Jinsa's website says it exists to "inform the American defence and
foreign affairs community about the important role Israel can and does
play in bolstering democratic interests in the Mediterranean and the
Middle East". Next month, Michael Rubin of the right-wing and
pro-Israeli American Enterprise Institute - who referred to the outgoing
UN human rights commissioner Mary Robinson as an abettor of "terrorism"
- joins the US Defence Department as an Iran-Iraq "expert".

According to The Nation, Irving Moskovitz, the California bingo magnate
who has funded settlements in the Israeli-occupied territories, is a
donor as well as a director of Jinsa.

President Bush, of course, will not be talking about the influence of
these pro-Israeli lobbyists when he presents his vision of the Middle
East at the United Nations on Thursday.

Nor will he give the slightest indication that the region is, in the
words of its own kings and dictators, a powder keg of resentment and
anger. The tectonic plates of the Arab world are now grinding with
increasing violence.

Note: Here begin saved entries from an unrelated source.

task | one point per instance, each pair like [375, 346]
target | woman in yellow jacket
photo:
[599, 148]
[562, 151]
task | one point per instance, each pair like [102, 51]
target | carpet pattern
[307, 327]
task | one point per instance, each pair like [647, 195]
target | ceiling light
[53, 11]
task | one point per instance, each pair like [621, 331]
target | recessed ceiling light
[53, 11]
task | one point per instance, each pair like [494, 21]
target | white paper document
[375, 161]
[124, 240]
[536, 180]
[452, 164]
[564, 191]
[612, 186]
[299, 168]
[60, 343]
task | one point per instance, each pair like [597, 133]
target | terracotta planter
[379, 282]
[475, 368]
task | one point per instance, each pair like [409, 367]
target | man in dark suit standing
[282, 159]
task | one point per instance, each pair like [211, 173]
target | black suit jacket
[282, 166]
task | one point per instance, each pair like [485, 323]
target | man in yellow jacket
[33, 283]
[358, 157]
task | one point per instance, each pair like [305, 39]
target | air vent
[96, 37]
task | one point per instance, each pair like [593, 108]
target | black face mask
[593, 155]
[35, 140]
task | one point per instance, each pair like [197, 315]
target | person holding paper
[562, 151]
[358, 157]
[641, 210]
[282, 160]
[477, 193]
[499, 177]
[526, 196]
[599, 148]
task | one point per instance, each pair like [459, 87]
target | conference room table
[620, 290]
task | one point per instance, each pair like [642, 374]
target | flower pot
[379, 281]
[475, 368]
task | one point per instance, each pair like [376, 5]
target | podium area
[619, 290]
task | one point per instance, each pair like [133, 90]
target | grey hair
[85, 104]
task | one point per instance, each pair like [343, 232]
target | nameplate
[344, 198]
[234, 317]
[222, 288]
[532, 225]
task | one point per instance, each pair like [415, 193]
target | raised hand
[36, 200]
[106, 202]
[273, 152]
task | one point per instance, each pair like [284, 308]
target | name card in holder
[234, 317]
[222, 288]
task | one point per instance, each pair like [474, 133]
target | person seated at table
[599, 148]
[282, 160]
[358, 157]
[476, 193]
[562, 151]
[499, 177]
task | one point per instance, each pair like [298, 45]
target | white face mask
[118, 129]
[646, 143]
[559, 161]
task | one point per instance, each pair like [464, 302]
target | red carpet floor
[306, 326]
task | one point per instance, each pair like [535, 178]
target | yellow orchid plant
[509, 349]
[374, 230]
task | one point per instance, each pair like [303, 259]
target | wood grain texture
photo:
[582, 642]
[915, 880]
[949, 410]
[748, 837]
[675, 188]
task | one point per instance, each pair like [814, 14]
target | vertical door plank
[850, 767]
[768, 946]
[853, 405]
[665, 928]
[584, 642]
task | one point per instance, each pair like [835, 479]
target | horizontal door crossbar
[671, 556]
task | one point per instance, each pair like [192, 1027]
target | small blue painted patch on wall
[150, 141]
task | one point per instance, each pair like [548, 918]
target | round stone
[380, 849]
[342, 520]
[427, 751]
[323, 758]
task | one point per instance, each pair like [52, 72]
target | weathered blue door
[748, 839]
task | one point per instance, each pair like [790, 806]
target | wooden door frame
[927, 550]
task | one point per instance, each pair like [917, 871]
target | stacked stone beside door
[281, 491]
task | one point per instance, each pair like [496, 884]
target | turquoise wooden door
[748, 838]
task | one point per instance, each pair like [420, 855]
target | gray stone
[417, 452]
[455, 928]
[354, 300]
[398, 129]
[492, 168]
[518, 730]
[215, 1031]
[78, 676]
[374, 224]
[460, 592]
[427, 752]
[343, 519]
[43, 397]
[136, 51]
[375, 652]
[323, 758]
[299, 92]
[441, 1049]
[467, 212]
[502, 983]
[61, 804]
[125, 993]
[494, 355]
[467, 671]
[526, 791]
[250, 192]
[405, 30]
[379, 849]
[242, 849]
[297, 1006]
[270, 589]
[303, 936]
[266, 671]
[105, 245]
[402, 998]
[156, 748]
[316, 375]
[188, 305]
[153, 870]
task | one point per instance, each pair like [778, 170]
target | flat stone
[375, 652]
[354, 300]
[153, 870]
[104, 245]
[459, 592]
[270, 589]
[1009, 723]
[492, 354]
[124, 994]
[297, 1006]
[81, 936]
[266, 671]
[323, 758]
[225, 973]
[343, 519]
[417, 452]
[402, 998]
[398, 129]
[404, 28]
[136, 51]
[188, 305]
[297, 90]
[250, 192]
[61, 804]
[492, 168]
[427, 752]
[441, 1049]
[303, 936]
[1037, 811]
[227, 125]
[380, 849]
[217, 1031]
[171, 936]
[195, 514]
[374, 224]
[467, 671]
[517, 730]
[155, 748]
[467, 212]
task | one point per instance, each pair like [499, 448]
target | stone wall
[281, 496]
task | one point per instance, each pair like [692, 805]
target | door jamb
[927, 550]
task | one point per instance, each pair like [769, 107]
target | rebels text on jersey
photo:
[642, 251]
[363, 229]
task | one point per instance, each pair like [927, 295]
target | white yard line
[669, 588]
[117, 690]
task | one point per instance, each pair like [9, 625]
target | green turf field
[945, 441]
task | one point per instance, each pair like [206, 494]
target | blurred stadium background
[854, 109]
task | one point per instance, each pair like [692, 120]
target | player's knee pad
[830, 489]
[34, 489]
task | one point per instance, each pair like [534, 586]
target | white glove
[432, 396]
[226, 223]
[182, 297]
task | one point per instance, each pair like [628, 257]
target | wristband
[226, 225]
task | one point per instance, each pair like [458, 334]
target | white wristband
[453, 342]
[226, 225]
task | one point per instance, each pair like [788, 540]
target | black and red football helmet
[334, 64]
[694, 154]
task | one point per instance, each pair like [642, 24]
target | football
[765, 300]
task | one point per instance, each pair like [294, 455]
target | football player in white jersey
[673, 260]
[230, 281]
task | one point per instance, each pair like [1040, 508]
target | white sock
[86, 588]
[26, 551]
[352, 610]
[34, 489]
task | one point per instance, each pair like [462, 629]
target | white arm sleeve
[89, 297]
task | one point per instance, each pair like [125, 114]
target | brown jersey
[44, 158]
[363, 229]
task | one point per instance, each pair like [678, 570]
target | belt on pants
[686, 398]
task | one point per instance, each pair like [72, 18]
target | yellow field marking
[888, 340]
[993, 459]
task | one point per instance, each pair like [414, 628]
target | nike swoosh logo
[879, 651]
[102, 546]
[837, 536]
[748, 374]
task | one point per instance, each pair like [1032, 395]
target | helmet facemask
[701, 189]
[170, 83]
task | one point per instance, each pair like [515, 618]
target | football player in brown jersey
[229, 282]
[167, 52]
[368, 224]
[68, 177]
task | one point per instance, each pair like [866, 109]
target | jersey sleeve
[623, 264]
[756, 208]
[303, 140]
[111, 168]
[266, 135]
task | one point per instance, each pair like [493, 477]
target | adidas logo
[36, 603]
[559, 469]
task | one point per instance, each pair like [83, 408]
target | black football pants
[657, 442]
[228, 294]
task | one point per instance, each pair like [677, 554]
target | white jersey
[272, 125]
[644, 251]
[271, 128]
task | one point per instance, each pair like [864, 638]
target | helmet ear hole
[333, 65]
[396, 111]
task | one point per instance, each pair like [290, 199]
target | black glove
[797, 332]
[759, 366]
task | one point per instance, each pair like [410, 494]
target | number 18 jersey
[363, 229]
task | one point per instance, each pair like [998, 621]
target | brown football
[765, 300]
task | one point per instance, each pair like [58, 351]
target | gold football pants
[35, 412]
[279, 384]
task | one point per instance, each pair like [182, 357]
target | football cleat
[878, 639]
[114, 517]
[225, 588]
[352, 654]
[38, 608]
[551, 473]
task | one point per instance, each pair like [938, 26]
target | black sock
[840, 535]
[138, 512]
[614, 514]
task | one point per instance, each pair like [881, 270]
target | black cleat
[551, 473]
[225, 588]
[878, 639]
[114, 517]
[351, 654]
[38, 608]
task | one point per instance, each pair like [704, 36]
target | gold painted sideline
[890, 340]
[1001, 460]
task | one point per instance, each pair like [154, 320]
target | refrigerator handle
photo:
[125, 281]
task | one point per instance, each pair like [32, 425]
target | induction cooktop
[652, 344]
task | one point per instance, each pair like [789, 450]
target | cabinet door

Into this political earthquake zone, Mr Bush now
seems intent on leading his country, with his loyal British ally.

Most of today's Arab nations were fashioned out of the ruins of the
Ottoman Empire by Britain and France in the aftermath of the First World
War - and Palestinians still blame Britain today for supporting the
formation of a Jewish homeland in Palestine.

Both European nations stationed tens of thousands of troops across the
region, suppressing Arab revolts in Palestine, Syria and Lebanon -
itself created by the French at the request of its Christian Maronite
community. The whole colonial framework led to the loss of tens of
thousands of lives before both the British and French retreated from the
Middle East.

Now President Bush seems set on following the colonial powers into the
region for another military and political adventure - ostensibly to
spread "democracy" among those nations it most despises (Iraq, Palestine
and Iran) but in fact more likely to increase American control of an
increasingly anti-Western Arab world.

The Arabs themselves warn that this will lead to massive instability and
widespread violence. The Israelis - and their allies in the US
administration - are hell bent on the whole shebang.